Nesse momento de Copa do Mundo no Catar, grande mídia e mercado publicitário estão fazendo a cobertura esportiva e veiculando comerciais na TV dentro do espírito “o verde-amarelo é de todos”. Supostamente tentando recuperar as cores e símbolos nacionais apropriados pela estratégia de comunicação “alt-right”. Que veste grupos que agora bloqueiam e fazem atentados em estradas. Mas será que tentam recuperar mesmo? Para eles, a torcida brasileira unida na Copa por si só resolveria tudo: uma simples transposição dos símbolos nacionais do extremismo político para o esporte, apenas com os sinais trocados. Porém, essa preguiçosa contraofensiva semiótica é insuficiente frente à sofisticada estratégia de dessimbolização da extrema-direita internacional. Como demonstrado na Finlândia quando o extremismo se apoderou do símbolo nacional do leão e da cruz. Ou será que grande mídia não quer mesmo é se livrar do ativo sociopolítico que representa o “Exército Psíquico de Reserva”. Que poderá ser útil no futuro?
Depois dos anos de jornalismo de guerra, no qual a grande mídia deu visibilidade e empoderou a extrema-direita vestida nas ruas de verde-amarelo, agora vê na Copa do Mundo (principalmente depois da boa estreia da seleção brasileira) a oportunidade de “resgatar” as cores nacionais abduzidas pelas estratégias alt-right de comunicação.
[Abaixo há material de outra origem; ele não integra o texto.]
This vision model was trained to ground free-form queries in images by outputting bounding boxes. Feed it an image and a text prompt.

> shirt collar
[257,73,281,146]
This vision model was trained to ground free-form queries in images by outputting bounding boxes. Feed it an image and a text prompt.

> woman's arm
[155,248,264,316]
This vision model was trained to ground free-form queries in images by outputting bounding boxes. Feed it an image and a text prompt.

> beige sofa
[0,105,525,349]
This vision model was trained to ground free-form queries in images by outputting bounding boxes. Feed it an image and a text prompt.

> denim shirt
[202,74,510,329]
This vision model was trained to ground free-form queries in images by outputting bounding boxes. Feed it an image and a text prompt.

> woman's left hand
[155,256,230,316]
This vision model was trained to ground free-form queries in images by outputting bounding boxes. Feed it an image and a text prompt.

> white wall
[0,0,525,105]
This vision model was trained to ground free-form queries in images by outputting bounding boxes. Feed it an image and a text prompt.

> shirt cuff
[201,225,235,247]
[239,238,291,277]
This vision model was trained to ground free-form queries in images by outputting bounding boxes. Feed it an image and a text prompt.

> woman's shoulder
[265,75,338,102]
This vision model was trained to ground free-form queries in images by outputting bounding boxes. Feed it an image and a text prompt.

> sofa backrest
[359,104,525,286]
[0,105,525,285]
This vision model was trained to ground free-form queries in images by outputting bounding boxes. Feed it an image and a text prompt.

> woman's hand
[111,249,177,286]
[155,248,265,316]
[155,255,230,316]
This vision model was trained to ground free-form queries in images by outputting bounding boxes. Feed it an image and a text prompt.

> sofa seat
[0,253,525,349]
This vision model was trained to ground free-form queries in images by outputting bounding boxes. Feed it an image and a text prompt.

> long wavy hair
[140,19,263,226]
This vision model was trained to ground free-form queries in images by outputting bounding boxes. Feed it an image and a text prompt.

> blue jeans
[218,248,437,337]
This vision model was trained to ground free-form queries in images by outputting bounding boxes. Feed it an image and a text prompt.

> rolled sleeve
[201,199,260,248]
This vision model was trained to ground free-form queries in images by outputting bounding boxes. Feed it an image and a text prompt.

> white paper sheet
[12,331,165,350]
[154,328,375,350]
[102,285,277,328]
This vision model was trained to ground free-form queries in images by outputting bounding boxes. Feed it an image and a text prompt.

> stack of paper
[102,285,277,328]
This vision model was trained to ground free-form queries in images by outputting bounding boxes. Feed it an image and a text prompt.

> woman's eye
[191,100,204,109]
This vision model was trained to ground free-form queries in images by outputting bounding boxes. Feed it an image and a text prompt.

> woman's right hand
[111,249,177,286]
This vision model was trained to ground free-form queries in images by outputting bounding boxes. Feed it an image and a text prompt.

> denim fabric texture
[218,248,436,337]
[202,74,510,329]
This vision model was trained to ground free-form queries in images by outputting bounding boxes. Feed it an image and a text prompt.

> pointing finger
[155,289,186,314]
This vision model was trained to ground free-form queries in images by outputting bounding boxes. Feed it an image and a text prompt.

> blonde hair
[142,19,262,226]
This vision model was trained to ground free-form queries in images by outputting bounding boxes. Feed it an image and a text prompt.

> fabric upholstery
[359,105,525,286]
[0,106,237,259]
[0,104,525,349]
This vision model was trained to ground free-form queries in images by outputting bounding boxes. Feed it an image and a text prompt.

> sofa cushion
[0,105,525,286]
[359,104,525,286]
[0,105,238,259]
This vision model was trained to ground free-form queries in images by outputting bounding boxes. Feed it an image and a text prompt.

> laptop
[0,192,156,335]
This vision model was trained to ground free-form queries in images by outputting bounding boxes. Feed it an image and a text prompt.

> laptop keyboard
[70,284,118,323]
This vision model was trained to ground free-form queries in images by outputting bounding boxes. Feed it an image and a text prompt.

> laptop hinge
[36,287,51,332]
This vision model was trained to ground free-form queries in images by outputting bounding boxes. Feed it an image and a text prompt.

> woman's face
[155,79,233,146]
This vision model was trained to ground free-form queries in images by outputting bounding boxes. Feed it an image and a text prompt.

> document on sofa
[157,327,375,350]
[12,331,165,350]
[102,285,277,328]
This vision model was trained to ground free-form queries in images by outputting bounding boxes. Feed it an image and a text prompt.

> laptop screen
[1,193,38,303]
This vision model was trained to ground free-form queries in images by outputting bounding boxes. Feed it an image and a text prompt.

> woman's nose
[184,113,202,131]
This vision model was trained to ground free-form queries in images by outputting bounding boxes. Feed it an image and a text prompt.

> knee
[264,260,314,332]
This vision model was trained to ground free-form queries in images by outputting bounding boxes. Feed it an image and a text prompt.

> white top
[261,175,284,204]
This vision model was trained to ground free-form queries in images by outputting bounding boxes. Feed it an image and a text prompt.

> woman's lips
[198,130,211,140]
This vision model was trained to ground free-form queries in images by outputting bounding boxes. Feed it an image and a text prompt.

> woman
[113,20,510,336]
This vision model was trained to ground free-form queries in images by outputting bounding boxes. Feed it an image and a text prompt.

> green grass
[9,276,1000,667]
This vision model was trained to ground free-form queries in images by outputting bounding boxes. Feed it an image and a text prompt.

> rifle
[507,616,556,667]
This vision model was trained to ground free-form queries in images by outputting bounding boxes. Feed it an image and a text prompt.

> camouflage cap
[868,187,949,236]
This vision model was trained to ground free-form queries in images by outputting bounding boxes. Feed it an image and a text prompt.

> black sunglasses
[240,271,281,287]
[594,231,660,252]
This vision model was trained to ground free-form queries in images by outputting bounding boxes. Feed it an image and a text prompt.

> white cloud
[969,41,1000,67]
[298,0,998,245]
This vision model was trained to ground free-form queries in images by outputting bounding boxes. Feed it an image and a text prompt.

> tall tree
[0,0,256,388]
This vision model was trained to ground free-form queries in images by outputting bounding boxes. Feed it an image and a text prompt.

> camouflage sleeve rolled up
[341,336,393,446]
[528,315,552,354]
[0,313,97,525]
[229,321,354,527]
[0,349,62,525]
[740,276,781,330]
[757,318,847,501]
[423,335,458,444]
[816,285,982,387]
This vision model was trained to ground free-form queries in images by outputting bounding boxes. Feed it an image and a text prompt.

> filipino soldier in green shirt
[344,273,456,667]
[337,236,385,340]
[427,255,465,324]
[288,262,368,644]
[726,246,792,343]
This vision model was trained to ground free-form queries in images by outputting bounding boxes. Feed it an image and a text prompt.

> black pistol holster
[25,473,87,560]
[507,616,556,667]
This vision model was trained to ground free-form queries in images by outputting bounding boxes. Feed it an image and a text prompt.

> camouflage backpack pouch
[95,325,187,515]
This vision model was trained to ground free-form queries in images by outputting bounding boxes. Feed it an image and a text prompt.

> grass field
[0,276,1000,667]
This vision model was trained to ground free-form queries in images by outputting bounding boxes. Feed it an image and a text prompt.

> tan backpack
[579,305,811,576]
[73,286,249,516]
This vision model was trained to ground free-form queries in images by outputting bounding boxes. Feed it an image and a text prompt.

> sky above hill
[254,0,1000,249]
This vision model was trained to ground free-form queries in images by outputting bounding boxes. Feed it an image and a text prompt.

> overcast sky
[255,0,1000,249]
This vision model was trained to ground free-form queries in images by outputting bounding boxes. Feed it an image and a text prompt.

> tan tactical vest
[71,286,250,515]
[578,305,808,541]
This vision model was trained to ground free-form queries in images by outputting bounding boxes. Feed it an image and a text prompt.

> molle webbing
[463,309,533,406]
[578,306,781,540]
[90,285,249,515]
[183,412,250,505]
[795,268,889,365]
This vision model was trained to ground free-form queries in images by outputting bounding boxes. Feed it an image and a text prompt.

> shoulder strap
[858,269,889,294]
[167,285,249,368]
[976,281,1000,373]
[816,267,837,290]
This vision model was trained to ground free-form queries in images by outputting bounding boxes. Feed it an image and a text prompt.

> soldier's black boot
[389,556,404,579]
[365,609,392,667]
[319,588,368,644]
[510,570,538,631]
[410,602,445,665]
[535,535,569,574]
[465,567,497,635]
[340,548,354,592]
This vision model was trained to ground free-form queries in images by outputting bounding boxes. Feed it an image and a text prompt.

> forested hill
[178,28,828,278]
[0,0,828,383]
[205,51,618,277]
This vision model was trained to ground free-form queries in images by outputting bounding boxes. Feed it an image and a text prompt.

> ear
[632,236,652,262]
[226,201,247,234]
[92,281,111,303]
Não só a grande mídia. Também a própria CBF (entidade privada que tolerou a instrumentalização política da sua própria camiseta – “tolerou” porque participou também ativamente da guerra híbrida – clique aqui) e o mercado publicitário tentam trazer de volta o verde-amarelo como “as cores de todos”, símbolo da “união” e assim por diante.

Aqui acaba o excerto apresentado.